Discussion in 'Journalism topics only' started by HejiraHenry, Sep 21, 2007.

  1. HejiraHenry

    HejiraHenry Well-Known Member

    At the current rate of, um, shrinkage:

    http://www.editorandpublisher.com/eandp/news/article_display.jsp?vnu_content_id=1003644985
     
  2. mike311gd

    mike311gd Active Member

    "I don't know how you guys walk around with those things."
     
  3. sportsnut

    sportsnut Member

    So if they continue with the cuts I can only see one thing happening and I don't think it is that bad and that is most papers possibly even USA Today will become tabloid.

    In the UK, Norway, Sweden, Germany etc a lot of the papers have become tabloid because of cost of printing and ink etc. I also think if lets say USA Today became a tabloid more people would pick it up. Even if the price became $1 an issue. I pick up New York Post and I enjoy the coverage but believe if USA Today did it with the quality journalism compare to tabloid journalism the circulation would grow even more.

    USA Today gets most of its circulation from Airports, Hotels etc and have you ever tried reading the New York Times or any broadsheet on a plane, train, car, bus etc??? Its not pretty for you or whoever is right next to you at the time.

    USA Today is already tabloid in the layout and I know they got the presses to print it tabloid right now because of the Sports weekly.
     
  4. DanOregon

    DanOregon Well-Known Member

    Great thinking. If the smaller size has led to further declines in circulation, lets make it even smaller! People aren't stupid. I've never known anyone who doesn't read a newspaper because it is too bulky.
    No doubt the change will be introduced by saying the smaller size was made with the reader in mind.
     
  5. BYH

    BYH Active Member

    Bob Jelenic has no idea why he just ejaculated.
     
  6. steveu

    steveu Well-Known Member

    Personally, I don't think tabs are a bad thing. Rocky Mountain News, Newsday, Chicago Sun-Times... it's a way to create more pages in the paper, for one thing. Trib-Review in Pittsburgh does its sports section as a tab most days and it turns out pretty good.

    Now, 4-inch papers? That's NOT a good thing. lol
     
  7. Dan Rydell

    Dan Rydell Guest

    Exactly. One of the papers I did slag time at actually said studies have confirmed that readers prefer the new size and find it more readable.

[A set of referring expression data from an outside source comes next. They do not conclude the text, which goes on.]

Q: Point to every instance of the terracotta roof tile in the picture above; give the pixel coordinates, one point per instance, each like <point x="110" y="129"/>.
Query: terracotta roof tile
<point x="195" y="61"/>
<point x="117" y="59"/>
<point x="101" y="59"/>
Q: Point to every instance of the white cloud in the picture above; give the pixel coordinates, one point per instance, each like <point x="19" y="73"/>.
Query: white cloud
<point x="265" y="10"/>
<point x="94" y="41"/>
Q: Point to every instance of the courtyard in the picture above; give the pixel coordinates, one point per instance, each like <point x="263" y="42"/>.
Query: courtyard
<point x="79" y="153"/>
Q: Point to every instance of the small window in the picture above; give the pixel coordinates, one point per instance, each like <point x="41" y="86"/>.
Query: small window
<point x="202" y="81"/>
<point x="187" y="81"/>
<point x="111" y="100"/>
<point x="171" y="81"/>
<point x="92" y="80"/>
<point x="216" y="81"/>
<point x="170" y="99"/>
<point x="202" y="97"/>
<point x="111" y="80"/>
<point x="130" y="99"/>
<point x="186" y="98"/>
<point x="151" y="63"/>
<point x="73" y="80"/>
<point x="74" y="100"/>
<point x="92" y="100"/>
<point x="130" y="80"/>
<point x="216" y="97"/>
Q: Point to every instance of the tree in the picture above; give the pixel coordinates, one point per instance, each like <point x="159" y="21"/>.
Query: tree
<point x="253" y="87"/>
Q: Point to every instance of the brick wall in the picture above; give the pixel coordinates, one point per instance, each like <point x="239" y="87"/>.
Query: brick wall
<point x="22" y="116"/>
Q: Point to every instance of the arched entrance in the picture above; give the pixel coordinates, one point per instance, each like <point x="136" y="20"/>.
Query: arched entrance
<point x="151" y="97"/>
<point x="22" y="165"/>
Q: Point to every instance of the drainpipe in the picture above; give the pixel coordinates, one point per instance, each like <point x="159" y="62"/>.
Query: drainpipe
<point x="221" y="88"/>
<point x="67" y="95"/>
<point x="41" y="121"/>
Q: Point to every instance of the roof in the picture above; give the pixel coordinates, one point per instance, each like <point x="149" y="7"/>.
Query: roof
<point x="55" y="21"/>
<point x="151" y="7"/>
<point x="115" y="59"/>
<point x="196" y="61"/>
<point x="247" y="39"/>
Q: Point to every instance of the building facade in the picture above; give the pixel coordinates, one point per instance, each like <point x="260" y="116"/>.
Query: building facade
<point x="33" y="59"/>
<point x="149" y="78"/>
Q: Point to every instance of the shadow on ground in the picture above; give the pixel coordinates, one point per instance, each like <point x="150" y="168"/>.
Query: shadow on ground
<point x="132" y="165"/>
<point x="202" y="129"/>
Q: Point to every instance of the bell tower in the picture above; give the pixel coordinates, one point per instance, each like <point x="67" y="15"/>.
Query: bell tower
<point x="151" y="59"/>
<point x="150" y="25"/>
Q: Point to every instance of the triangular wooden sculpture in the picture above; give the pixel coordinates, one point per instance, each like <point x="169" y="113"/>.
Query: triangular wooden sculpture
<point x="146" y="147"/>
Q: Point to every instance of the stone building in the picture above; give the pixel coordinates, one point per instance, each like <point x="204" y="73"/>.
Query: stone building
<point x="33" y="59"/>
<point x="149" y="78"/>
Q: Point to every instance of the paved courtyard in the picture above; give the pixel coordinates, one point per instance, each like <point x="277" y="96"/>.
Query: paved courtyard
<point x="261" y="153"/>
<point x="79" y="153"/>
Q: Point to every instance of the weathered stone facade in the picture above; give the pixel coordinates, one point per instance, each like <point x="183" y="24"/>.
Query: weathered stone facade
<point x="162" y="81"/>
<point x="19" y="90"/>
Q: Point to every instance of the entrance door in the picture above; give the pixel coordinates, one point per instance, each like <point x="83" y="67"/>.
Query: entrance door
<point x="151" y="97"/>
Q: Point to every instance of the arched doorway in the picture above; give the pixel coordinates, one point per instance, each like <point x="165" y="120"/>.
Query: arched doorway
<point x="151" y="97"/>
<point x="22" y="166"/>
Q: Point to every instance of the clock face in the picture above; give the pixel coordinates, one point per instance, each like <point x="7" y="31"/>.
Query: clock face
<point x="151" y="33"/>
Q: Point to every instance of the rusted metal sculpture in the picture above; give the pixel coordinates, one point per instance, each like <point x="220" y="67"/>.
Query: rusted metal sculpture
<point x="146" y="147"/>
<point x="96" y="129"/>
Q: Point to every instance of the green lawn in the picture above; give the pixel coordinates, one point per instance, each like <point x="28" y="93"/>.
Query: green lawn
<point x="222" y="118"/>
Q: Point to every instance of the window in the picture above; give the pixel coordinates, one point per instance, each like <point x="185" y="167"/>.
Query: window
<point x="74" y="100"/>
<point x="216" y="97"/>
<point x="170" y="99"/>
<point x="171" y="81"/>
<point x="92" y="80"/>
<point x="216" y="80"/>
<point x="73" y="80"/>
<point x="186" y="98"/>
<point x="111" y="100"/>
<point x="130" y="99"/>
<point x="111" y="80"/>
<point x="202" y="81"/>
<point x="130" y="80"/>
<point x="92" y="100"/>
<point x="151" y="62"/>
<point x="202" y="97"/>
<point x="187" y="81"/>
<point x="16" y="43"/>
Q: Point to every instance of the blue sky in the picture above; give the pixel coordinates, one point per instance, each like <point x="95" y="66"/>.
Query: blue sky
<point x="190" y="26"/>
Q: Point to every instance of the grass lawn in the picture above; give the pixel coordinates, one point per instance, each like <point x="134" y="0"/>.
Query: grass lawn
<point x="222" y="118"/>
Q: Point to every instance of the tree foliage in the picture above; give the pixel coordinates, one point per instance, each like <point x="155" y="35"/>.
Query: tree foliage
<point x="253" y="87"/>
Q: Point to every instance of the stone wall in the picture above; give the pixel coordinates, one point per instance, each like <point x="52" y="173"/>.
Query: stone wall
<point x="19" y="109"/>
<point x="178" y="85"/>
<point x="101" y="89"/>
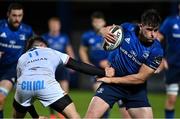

    I think readers sit at home and wonder who writes that bullshit.
     
  8. Dan Rydell

    Dan Rydell Guest

    Well worth repeating here.

    Great line. Just don't do the mental picture.





    And now you can't help it...........can you?
     
  9. FileNotFound

    FileNotFound Well-Known Member

    I've known plenty. Too bulky, too messy, can't read it on the train/plane, takes up too much space in the recycle bin, "I get ink all over my hands," etc. Real people really do think this way, and most of the people that I've talked to actually do prefer the smaller 50-inch and 48-inch formats.

    I'd be interested to know how much money is actually being saved here, once you figure in the costs of doing the reformatting, but that's another question.

    There's nothing wrong with a physically smaller newspaper. It affects the quality of the stories within not at all. At least it shouldn't.